What will your candidate’s First Lady’s role be?

I must admit that I asked the following question of Guyana’s presidential candidates simply because the nation’s last ‘First Lady’ attempted to play a significant role in helping the people of Guyana, but her work was frowned on by the President. In asking this question, it was my desire to bring this issue to the forefront with the hope that the next First Lady can actually help the people of Guyana in her own way if she so desires.

Question 7:

Can we expect to see your wife participating more in your campaign as elections are now drawing near? What role will she play as First Lady?

APNU Candidate
David Granger

[Granger hands me a copy of an interview his wife did with the Guyana Times] That’s her role. Those are her words. I wasn’t present. She accompanied me on my visit to North America in late May and June. We went to four states, Georgia, Maryland, New Jersey and New York – and Washington [DC], as well, and she was with me. When I went to the Barima/Waini region she was with me.

We’ve been married a long time and I depend on her for support. So she is part of my team. Very much a part of my team. (Writer’s note: On July 22, Sandra Granger [David Granger’s wife] was on Mark Benschop’s radio show, “Straight Up.”)

PPP/C Candidate
Donald Ramotar

I think you have to ask her. [Laughing]

I don’t know. That is the most difficult question [laughing]. My wife is a strong woman on her own. She is not a very public woman.

All her life she has been working. When I met her she was a nurse. She has been a hard-working nurse and spent many, many years as a nurse. She has been a midwife. So she always had her own income and her own independence in some ways.

She worked as a manager, too. First in an accounts department and then eventually moved to be a manager of a welfare organisation. So I think she would probably have her own views on many of these things. Whatever her views are, however she sees her role, I will support her. I don’t know if I can impose anything on her. [Laughing again]

Yes, I would support whatever she wants to do in that role.

AFC Candidate
Khemraj Ramjattan

(This answer has been edited for space)

You know, she indicated as much in a Guyana Times interview, a wonderful little interview. She called me up and said, “Here, these people want me to answer some questions.” I said, “On what?” She said, “On politics and on being a first lady candidate.” So I said, “Be yourself.”

She is very nervous about answering questions and she feels she might mess up and she might do my candidacy a harm, and this and that. But I must say that she did well. I want her to play a bigger role in my campaign. I want her to be at my side when I’m giving major addresses. And she has indicated she will do that. She has done that at all our national conventions. When I am addressing, she is there. If I call her up, she will be there.

She wants to help more in indicating what are the issues that she has in mind, like education and security, she mentioned, and jobs for young kids when they graduate from university. She has [said] it all in that Guyana Times interview.

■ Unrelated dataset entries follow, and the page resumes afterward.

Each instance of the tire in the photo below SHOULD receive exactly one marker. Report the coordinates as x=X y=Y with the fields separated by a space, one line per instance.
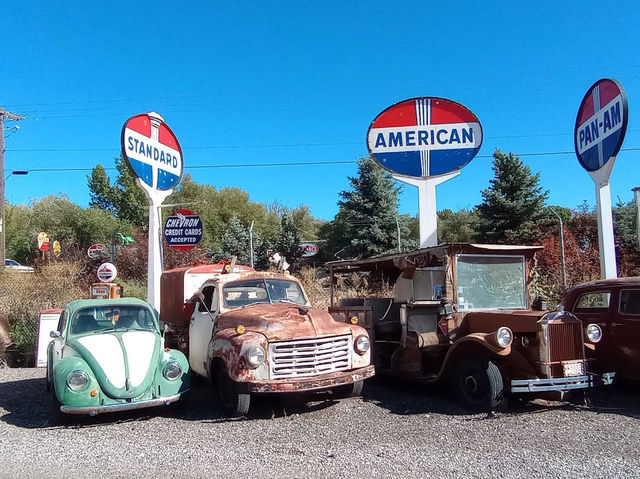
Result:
x=479 y=384
x=349 y=390
x=233 y=401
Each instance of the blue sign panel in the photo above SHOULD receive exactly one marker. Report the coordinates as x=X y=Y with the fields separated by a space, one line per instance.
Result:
x=424 y=137
x=601 y=124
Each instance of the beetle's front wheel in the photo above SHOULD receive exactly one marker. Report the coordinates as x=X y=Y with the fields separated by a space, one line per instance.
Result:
x=234 y=402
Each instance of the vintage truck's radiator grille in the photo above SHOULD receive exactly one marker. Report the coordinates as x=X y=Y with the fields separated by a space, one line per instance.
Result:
x=565 y=344
x=309 y=357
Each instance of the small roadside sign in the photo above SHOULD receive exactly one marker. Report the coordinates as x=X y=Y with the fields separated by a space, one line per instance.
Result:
x=95 y=250
x=183 y=230
x=107 y=272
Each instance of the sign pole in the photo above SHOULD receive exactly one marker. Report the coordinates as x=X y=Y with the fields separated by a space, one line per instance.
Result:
x=427 y=211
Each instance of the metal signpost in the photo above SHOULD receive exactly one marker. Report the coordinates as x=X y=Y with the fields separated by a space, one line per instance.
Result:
x=155 y=157
x=599 y=132
x=424 y=142
x=183 y=230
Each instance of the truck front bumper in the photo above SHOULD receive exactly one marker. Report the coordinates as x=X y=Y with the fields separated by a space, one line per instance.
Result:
x=561 y=384
x=125 y=406
x=309 y=383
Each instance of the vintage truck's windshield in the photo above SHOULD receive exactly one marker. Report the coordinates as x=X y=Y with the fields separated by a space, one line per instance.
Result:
x=109 y=318
x=490 y=281
x=250 y=291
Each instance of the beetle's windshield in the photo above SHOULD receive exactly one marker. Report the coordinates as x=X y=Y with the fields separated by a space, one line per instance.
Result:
x=250 y=291
x=94 y=319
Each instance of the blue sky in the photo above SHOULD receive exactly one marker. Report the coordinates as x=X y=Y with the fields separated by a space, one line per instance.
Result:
x=260 y=82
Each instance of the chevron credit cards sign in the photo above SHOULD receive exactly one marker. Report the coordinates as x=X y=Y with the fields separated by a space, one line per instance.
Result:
x=424 y=137
x=152 y=151
x=601 y=124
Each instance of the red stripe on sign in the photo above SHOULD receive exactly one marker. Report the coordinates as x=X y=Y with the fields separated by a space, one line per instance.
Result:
x=586 y=109
x=402 y=114
x=448 y=112
x=165 y=136
x=140 y=124
x=608 y=91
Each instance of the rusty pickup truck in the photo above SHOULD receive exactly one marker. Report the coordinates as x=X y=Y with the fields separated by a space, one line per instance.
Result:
x=252 y=332
x=462 y=314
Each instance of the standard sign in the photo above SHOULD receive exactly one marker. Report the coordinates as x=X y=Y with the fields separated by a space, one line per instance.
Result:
x=183 y=230
x=601 y=124
x=424 y=137
x=152 y=151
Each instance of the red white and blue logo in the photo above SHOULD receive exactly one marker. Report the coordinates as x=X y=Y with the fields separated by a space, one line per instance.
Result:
x=152 y=151
x=424 y=137
x=601 y=124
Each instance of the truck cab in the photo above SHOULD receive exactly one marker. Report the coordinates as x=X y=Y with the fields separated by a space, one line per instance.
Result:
x=255 y=332
x=463 y=314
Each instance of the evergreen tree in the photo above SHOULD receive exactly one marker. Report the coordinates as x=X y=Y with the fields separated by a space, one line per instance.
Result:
x=512 y=204
x=367 y=222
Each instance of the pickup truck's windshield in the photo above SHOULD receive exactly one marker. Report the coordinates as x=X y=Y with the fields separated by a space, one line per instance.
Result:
x=250 y=291
x=91 y=320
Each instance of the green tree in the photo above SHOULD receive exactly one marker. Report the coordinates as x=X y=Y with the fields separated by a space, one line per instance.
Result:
x=367 y=220
x=512 y=204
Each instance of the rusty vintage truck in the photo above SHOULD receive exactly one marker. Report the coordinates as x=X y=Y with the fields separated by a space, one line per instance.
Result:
x=252 y=332
x=462 y=314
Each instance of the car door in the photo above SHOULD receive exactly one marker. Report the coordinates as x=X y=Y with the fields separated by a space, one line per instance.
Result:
x=625 y=333
x=200 y=329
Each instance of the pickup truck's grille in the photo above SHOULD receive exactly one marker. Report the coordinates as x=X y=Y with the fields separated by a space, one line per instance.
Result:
x=565 y=344
x=309 y=357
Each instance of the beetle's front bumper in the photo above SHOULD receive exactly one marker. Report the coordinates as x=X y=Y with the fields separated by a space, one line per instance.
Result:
x=125 y=406
x=561 y=384
x=309 y=383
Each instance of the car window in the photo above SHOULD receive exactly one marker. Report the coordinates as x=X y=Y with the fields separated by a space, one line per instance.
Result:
x=630 y=301
x=593 y=301
x=105 y=318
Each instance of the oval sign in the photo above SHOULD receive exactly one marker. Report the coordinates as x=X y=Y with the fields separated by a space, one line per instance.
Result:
x=308 y=249
x=152 y=151
x=107 y=272
x=424 y=137
x=95 y=250
x=601 y=124
x=183 y=230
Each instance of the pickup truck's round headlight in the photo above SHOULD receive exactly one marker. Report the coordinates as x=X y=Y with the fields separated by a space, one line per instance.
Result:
x=594 y=333
x=504 y=336
x=78 y=380
x=172 y=370
x=361 y=344
x=255 y=356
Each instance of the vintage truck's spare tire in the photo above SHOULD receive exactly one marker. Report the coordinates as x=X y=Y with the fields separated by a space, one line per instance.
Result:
x=478 y=382
x=233 y=401
x=348 y=390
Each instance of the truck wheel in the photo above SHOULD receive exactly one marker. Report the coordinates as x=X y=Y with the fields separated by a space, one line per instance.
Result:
x=479 y=384
x=233 y=401
x=349 y=390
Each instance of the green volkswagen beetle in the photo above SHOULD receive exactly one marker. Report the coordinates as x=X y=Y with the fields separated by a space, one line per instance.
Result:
x=107 y=355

Domestic violence is a big thing because she has seen it now that she works in my office. She works in my office and she helps to take statements now and again. She has learned how bad it is. She came from a real nice, stable cane cutting family.

She saw the violence in the cane cutting areas…and she told me it is pretty bad. But you know, she didn’t know it was this nasty.

But coming back to your question, she must be by my side. I would want her to be a little more aggressive in the sense of wanting to go out to other political platforms and probably answer questions and so on. But I know she is going to be very, very nervous and she might not want to be like Mrs Obama.

My response:

I am going to say right off the bat that Donald Ramotar’s answer was fabulous. Why? Because there was an obvious respect for his wife in many ways: he did not want to presume to answer the question for her, he esteemed her financial independence, he thought it comical to think he could impose his views on what she would do as First Lady and he said he would support whatever she decides to do in that role.

What more could anyone ask from a husband when asked this type of question?

Sadly, the role of the First Lady is not actually an official role in Guyana, as it is in many other countries. The First Lady of Guyana has not been given the freedom to work for the people and there is no First Lady Office through which finances can be channelled for any programmes she would want to start. In short, the first lady of Guyana is expected to just shut up and look pretty. And when she does not…well, we have all seen what happens when she does not do as she is told.

In fact, unless her husband chooses to be generous, she does not even have an allowance for clothes and other essentials like travel on behalf of the nation. Further, after years of hard work and sacrifice, there is no formal pension provided for these women who served their country.

The obvious lack of respect afforded to this esteemed position (esteemed in other countries) is yet one more avenue by which we can determine the dire situation of women in Guyana. If even those who serve the country are not respected, how can the rest expect any better?